MŚ w siatkówce. Bez niespodzianki w pierwszym meczu we …

Mistrzostwa we Wrocławiu zaczęły się derbami Ameryki Łacińskiej - Argentyna grała z Wenezuelą. Faworyt był jeden. Podopieczni Julio Velasco.tylko w pierwszym secie pozwolili rywalom na wyrównaną grę. Przez pewien czas przegrywali, ale w końcówce zachowali więcej zimnej krwi i wygrali do 23. Kolejne dwie partie prowadzili od początku do końca. Jedynym, który dorównywał albi-celestes po drugiej stronie siatki był Kervin Pinerua. Niezwykle dynamiczny atakujący zdobył aż 17 punktów, ale w sukurs nie przyszli mu koledzy.

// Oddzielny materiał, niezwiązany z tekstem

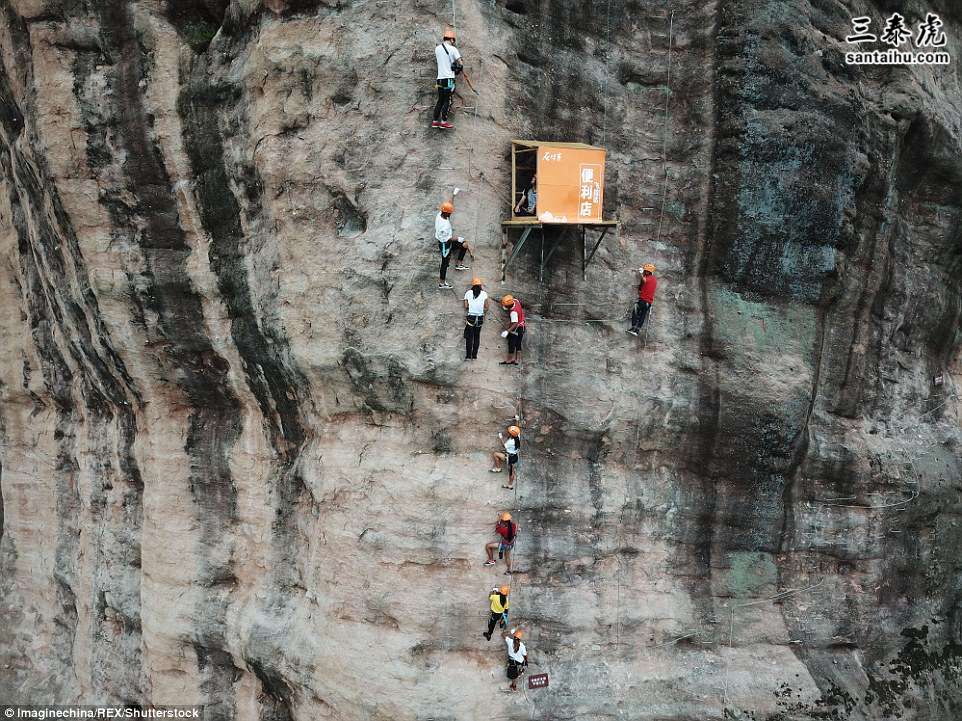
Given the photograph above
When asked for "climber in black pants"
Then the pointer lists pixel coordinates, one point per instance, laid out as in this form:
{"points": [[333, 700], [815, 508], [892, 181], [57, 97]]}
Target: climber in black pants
{"points": [[475, 304]]}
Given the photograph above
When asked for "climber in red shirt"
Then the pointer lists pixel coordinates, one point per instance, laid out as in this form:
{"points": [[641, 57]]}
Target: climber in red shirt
{"points": [[646, 296], [507, 531]]}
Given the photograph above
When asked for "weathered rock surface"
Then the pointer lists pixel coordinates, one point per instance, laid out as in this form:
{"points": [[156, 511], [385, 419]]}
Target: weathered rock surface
{"points": [[243, 464]]}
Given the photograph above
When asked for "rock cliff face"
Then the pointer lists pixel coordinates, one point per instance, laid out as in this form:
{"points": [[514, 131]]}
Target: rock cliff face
{"points": [[243, 463]]}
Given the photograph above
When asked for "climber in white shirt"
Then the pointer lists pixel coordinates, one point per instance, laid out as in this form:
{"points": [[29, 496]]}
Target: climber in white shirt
{"points": [[511, 454]]}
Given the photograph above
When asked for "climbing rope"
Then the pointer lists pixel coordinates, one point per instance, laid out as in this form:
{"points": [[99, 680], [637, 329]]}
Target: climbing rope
{"points": [[664, 149]]}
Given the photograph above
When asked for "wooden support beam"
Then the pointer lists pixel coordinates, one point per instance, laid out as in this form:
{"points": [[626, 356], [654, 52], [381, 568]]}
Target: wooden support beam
{"points": [[593, 250], [518, 245]]}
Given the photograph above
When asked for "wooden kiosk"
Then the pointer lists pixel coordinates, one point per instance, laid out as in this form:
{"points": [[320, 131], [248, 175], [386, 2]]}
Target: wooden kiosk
{"points": [[570, 191]]}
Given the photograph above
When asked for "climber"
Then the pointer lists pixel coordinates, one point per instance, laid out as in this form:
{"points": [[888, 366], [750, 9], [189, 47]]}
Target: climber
{"points": [[515, 330], [475, 306], [517, 656], [447, 244], [529, 199], [512, 446], [507, 530], [646, 296], [499, 609], [449, 66]]}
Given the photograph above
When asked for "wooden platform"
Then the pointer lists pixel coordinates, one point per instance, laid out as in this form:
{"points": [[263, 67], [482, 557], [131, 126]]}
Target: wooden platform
{"points": [[527, 224], [525, 221]]}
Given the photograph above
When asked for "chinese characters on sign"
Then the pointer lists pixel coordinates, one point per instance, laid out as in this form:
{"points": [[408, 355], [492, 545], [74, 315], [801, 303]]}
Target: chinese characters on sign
{"points": [[539, 680], [590, 195], [895, 32]]}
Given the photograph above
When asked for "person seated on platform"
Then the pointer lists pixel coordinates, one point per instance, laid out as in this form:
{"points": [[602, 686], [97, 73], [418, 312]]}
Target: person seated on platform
{"points": [[529, 199]]}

Argentyna w wyjściowej szóstce zagrała bez swojego lidera na rozegraniu Luciano De Cecco, który wchodził tylko na zmany.

MŚ w siatkówce. Grupa A

Wenezuela - Argentyna 0:3 (23:25, 17:25, 19:25)

Wenezuela: Salerno, Carrasco, Pinerua 17, Contrares 4, Chourio 6, Cedeno 6, Mata (libero) oraz Paez, Gomez i Montoya 5

Argentyna: Filardi 5, Uriarte 4, Conte 15, Gonzalez 11, Sole 8, Crer 8, Closter (libero) oraz Darraidou 1, Quiroga 1, De Cecco, Ramos 2 i Toro.